Driving While Brown is Still a Problem
The United States has had a long and shameful history of discrimination and oppression of racial minorities. Racial profiling by law enforcement, in particular, is an incredibly abusive and degrading practice that erodes public safety and trust between community members and police. So we were not surprised when a recent study conducted by the Pew Research Center found that Latino confidence in local police is lower than among their white counterparts.
As a matter of fact, the study made perfect sense within the context of a report the ACLU of Northern California (ACLU-NC) released last month. Our report detailed and confirmed the Latino community’s experience of being targeted by California Highway Patrol (CHP) officers in Fresno County during 2012. Community members’ concerns included being stopped for little or no reason at all and subsequently having their vehicles impounded after the stop.
The ACLU-NC brought these concerns to the attention of the CHP and asked that it conduct an internal audit of their citation records to determine whether racial profiling was a problem within the department. After an unsatisfactory response, we reviewed their citations ourselves.
We found that Latino drivers received 89% of the citations for driving without a license that resulted in impoundment, even though the Latino population of the county was evenly split with non-Latinos. On the other hand, non-Latinos were almost twice as likely as Latinos to keep their cars following a citation for driving without a license.
So, what was going on here? The data pointed to two officers as being responsible for most of the impoundments involving unlicensed Latino drivers. These twoCHP officers, out of a group of 58, gave out 69% of these impoundment tickets to Latino drivers.
While we found this truly disturbing, CHP’s response was: even if it were the case, did these two officers actually do anything wrong?
Yes! Racial bias amongst police and other law enforcement is always wrong, regardless of how many officers are actually involved. Not only does racial bias violate our highest values of fairness and equality, it also has a very real impact on families and communities.
What was reported to us reflected the level of unfairness that community members in Caruthers experienced at the hands of CHP. In one instance, a young father’s vehicle was impounded for driving too fast one month and then impounded again the next for driving too slowly and “obstructing traffic.” After the second traffic stop, the young man, his wife and new born baby were left on the side of the road in 100 degree heat and with no way to get home.
Incidents like this contribute to an endemic problem that chips away at trust between community members and law enforcement. This lack of trust was quantified by Pew’s recent study: 51% of Latinos have just some or very little confidence that local law enforcement will treat Latinos and whites equally. This disparity is a serious problem.
In terms of the financial burden, car impoundments pose a threat to economic stability, especially for undocumented individuals in the Central Valley who heavily depend on their vehicles for their livelihood or to take their children to school or doctor’s appointments. After all, how many people can afford to pay upwards of $2,000 to recover their vehicle, especially when the threat of another impoundment is ever-present?
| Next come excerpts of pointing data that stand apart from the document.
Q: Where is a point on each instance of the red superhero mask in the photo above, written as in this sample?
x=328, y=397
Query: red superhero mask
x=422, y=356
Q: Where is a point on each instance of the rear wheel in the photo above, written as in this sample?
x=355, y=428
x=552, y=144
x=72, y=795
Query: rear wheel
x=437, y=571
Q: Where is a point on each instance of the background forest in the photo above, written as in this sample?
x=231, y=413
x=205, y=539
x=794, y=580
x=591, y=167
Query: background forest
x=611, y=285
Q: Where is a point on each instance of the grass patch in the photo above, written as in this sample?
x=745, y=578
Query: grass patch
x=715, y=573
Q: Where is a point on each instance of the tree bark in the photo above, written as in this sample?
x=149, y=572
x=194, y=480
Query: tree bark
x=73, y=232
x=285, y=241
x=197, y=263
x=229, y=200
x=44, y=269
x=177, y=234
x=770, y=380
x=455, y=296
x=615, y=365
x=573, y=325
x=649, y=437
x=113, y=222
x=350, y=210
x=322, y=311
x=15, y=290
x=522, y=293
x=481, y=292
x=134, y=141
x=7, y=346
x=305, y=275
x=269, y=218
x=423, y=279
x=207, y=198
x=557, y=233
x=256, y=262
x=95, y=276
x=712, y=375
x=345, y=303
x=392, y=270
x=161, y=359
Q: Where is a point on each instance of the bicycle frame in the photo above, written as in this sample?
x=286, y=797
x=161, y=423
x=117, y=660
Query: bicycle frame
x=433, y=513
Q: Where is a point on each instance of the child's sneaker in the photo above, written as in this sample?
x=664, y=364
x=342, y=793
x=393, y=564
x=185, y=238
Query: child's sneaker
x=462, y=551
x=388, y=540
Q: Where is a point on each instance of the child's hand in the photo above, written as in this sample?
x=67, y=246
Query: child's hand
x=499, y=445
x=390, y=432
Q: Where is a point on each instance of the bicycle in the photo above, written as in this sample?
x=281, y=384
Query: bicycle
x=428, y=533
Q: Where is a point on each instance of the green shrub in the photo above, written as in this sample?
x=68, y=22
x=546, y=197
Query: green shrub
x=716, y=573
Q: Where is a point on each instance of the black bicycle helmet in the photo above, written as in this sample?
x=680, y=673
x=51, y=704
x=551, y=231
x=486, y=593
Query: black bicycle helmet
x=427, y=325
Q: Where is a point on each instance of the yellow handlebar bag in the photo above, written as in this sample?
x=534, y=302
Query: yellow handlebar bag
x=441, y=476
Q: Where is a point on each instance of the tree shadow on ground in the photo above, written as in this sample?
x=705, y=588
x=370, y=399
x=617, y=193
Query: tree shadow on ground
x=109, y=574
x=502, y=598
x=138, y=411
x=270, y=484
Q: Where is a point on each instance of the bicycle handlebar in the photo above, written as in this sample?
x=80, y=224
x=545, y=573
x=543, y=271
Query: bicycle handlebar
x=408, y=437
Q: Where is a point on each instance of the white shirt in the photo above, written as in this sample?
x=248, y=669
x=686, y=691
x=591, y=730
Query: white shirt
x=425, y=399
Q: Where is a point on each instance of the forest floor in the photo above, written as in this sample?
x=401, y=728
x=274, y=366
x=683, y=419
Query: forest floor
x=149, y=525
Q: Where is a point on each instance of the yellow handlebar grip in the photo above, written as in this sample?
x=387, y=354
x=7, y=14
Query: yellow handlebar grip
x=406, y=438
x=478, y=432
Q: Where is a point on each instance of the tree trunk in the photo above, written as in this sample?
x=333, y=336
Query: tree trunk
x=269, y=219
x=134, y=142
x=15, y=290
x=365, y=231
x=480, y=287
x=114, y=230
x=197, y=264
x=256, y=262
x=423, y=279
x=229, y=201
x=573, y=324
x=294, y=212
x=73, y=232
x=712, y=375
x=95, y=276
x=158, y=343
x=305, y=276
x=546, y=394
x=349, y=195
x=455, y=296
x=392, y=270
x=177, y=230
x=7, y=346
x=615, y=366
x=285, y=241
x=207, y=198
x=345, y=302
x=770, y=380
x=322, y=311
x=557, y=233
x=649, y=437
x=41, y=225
Not many. In fact, people often opt for abandoning their cars in the impound lot because paying the fees can mean the difference between retrieving your car and being able to afford groceries that month.
And although the situation in Caruthers has seemingly gotten better, there is still much that CHP and other law enforcement agencies can do to ensure communities of color are not targeted because of their ethnicity. For example, agencies can conduct internal audits to protect against and address incidents of racial profiling within its departments, officers can undergo training that emphasizes the fact that it is against California law to stop a driver to determine whether he or she is unlicensed, and agencies can suspend 30-day impounds while California’s new driver’s license law, AB 60: “The Safe and Responsible Driver Act,” comes into effect in January 2015. These are only a few steps that we recommend be undertaken by CHP to curb problematic and racially-biased practices that erode police integrity and effective policing.
Angela Galdamez is a Litigation Assistant at the ACLU of Northern California.